Wonder Woman vs. the patriarchy of religion!

The patriarchal overtones of religion are wreaking havoc again!



So the box office is going insane with the release of the new Wonder Woman movie!   And apparently there are a number of men who are going insane for a different reason – that the movie’s premier screening was for women-only. My guess is that women wanted the opportunity to watch an empowering feel good movie depicting a strong woman character free from any snide comments from stereotypical alpha male attendees in the theater.  I can’t help but to find a little humor in the fact that there is so much anger around the woman-only screening.   Of course that seething anger is coming from men who have the ludicrous notion that such an event is an attack on males.  I have to find humor in this because there’s no sense in getting angry over something that is not likely to go away in my lifetime.  And that something is the whole paranoia that the promotion of equality for women is somehow anti-male.

Readers may question as to why this topic is relevant on my blog about the liberating feeling of secular living.  Or as my fellow secular humanists say, how we’re “good without a God.”  The reason is very clear.  Quite honestly, I feel that at the root of this superiority complex that men have towards women is the result of patriarchal overtones in conservative religious extremism.  I still remember sitting in church and hearing all of the god references being prefaced with male pronouns and wondering how girls and women must have felt knowing that their most supreme being of all beings was male.  And if god is male then males are mini-gods placed here to guide, to make the rules, and to make women feel protected, right?  Wrong!   Because of such instances as these, I’m no longer surprised that men are put on a pedestal by some women of faith who’ve been conditioned by beliefs and practices which originated in a different time period.   This form of governance was also the result of referencing the Pauline letters in the bible, obviously written in a different period and different culture, suggesting that women remain subservient, dress modestly, and basically let the men do all the talking and decision making.  One glaring indication that there are patriarchal overtones in the religious world is the fact that there are still denominations to this day which forbid women to serve as ministers.  And that is only one of many reasons.

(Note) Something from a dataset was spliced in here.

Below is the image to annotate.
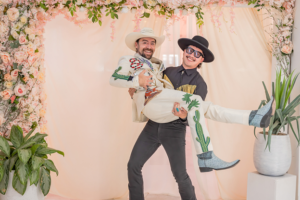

I feel that the religious based belief that men are the superior gender seeps into other areas of life as well.  For instance, the disrespectful treatment of race car driver Danica Patrick, the snide comments about female sports broadcasters and the anger at the very mention of a female coach in the NFL continue to perpetuate the superiority seeds planted by the patriarchy of religion.  It’s so ridiculous that it’s both comical and sad at the same time.  When I heard about the stereotypical alpha male population getting all worked up over the all-woman screening of the Wonder Woman movie, I wasn’t the least bit surprised.  After all, we’re living in an age where this superiority complex is unfortunately being perpetuated by obnoxious acts such as the adult male who displayed his disdain for strong females by  humping on a statue of a little girl on Wall Street.  What I don’t understand, and probably never will, is how can someone’s masculinity be threatened by positive, empowering depictions of women?  How is advocating for female actors being paid as much as their male counterparts considered to be anti-male?  And as mentioned earlier in this blog, I attribute it to the conditioning of the patriarchy of religious teachings.

Years ago I saw a segment of a Chicago news program where the broadcast journalist was interviewing a famous comedian, whom I will not name..  In the interview I had cringe worthy moment when the comedian asserted that “there ain’t no more real men.”   Initially I thought that being a comedian, this was a part of a punch line that he was setting up.  But then I realized that he was seriously suggesting that men had lost their dominance and had been reduced to a softened shell of what men were originally created to be.  This same sentiment is shared by other people, both men and women alike who believe that men who advocate for equal rights for women and the LGBT community are somehow watered down versions of the men of yesteryear.  Men who would have otherwise upheld their biblical obligations to exert dominance and superiority, not standing for any of this organized male bashing going on today where women have forgotten their place in the pecking order.

So my coping mechanism at present is to find humor in situations such as the backlash behind the women-only premiering of the Wonder Woman movie. I can’t help but to admit that I’m still saddened by the unfortunate fact that in 2017 women and LGBT people are still being discriminated against and ridiculed as a result of conservative religious teachings.  But I will continue to do whatever I can to contribute to the cause with the hopes that someday they will finally experience equal treatment free from hatred and condescension.  Until then, I’d love to see the Wonder Woman movie, however I don’t have a problem waiting until after the all-women screening.  It will not make me feel any less masculine or any less appreciated.